We conducted a retrospective analysis included 213 ICU admission due to acute kidney injury. This is the first study in literature evaluating the effects of NLR predicting the outcome, mainly evaluating mortality, in AKI population. As a result we have demonstrated that insulin required diabetes mellitus (2.18, 1.08-4.4; p=0.030, data not shown), infection related AKI, decreased albumin levels, CVD history inotrope usage and aging were mortality predictors. We also showed that, increment in serum creatinine level and timely changed NLR were also independent mortality predictors in mutually adjusted multivariate logistic regression analysis.
Incidence of AKI in worldwide is steadily increasing. AKI associates directly with longevity of hospital duration, patients increased rate of mortality and development or progression of preexistent kidney disease 9. Therefore, AKI has great socioeconomic and public health burden. Ischeamia-reperfusion injury, sepsis and nephrotoxicity are the leading cause of this entity. Especially in elderly population, as in our cohort population, sepsis is the leading cause of all AKI cases 10-16.

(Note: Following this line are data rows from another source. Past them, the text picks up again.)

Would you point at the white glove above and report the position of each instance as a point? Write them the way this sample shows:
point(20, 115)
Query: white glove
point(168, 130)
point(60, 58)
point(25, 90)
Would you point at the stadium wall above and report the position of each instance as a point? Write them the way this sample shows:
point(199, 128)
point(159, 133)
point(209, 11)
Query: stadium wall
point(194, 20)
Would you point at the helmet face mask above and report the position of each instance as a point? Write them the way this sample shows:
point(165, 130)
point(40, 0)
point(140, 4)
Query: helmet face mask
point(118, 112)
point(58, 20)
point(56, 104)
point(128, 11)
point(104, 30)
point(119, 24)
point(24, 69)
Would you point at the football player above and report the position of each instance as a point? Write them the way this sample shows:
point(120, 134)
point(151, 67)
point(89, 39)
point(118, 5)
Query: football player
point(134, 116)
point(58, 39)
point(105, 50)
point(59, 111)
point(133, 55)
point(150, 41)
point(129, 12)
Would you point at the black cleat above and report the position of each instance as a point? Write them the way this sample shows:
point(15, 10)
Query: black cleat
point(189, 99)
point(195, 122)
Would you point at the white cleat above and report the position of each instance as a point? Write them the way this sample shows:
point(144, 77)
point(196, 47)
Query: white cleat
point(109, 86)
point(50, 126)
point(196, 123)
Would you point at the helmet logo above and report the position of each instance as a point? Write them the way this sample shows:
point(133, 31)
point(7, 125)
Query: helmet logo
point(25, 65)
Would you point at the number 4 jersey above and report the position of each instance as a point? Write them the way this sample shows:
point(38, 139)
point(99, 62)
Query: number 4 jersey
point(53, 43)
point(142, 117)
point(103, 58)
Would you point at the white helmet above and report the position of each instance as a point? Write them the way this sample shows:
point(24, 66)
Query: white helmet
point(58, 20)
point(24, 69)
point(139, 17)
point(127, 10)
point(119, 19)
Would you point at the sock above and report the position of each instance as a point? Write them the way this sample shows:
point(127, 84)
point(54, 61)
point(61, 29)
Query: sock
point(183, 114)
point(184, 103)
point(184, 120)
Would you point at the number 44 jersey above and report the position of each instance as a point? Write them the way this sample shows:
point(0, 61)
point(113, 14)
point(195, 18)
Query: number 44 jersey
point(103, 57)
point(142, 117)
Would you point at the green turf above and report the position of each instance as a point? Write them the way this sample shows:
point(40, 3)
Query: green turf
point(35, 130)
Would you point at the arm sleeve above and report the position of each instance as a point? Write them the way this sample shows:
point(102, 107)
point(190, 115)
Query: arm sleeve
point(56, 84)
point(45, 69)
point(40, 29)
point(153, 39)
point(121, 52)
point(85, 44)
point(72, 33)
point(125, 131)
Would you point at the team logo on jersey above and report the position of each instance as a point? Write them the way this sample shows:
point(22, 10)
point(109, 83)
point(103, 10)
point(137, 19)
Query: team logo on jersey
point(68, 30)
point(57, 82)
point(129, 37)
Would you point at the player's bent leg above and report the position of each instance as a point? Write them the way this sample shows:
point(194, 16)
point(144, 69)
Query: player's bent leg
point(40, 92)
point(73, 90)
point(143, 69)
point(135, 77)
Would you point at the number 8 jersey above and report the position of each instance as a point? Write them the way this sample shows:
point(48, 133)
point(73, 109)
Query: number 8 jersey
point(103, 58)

After polytrauma, major surgical procedures or sepsis, marked neutrophilia and a lymphocytopenia are well known laboratory abnormalities. Correlation between the severity of clinical course and the grade of neutrophilia and lymphocytopenia is well established in clinical settings 17. Sepsis is the leading cause of AKI and carries high mortality rates. Increased generalized inflammation and inflammation in kidney during sepsis are not surprising. From that point of view it has been reported that the kidney endothelial cells and tubular cells play an active role in inflammatory process 18. Recent studies have demonstrated that inflammation-based prognostic scores are useful in predicting cardiovascular risk. An easy measurable laboratory test, NLR, was also reported in various cardiovascular diseases. The association between NLR and mortality has been showed previously in coronary artery diseases, coronary calcification scores, arterial stiffness, myocardial infarction, cerebrovascular accidents and cardiac syndrome X 19-26. NLR was also examined in patients with renal failure. More recently increased NLR, above the median value, has been shown as a cardiovascular and overall mortality predictor in maintenance peritoneal dialysis patients 27. In hemodialysis patients NLR was also correlated patients mortality. Median value >5/1 was associated mortality significantly as compared to value <5/1 28.
Final NLR and increment in timely changed NLR during hospital stay were significantly correlated with mortality. There was a steadily increment in NLR values compared to the ones pointed at baseline, final and last follow-up particularly in mortal patients. Indeed we observed that, there were lowest NLR value recordings in alive patients, as compared to value of deceased patients on admission. This seems to be important, NLR change during hospital course may be a screening tool for patients outcome. Above the median value, 10/1, as compared to value <10/1 was significantly better mortality predictor. ROC analysis revealed cut-off value for final NLR is 9.90 which had 73% sensitivity and 87% specifity. Change in NLR timely and change in percentage NLR as compared to baseline were also significant predictors of mortality. These were the first detected NLR values predicting mortality in AKI.
MPV and Lymphocyte count change during ICU course are the novel tools for predicting mortality 29,30. Our study has also showed that final MPV and Lymphocyte counts were mortality predictors. Although this relationship has not reached a statistical significance in multivariate regression analysis, this might be clear in larger retrospective populations or prospective designs. Besides NLR, MPV and lymphocyte counts are also cheaper and easily measurable laboratory values which may reflect patients outcome.
There are several limitations. This is the pilot study which is performed on retrospective cohort evaluating the impact of NLR on predicting the mortality rate in AKI. Single center experience which can result in selection bias is another point of view. Our institute has seven ICU affiliations such as Anesthesiology and Reanimation, Chest Disease, Cardiology, Cardiovascular Surgery, General Surgery and Emergency Department ICUs. Highly selected population, representing only internal medicine ICU admissions, were evaluated. Therefore, it is important to realize that our findings may not be applicable to all ICU patients suffering from AKI due to the other types of causes. We only considered the development of AKI on admission rather than the development of AKI later in the hospital course. Patients were examined during ICU stay and until six months after hospital discharge. This scenario may represent the limited patients and time interval for analyzing outcome predictors of AKI. Under the scope of this point of view, we started the analysis of whole ICU population retrospectively and intend to prepare a prospective design in the future.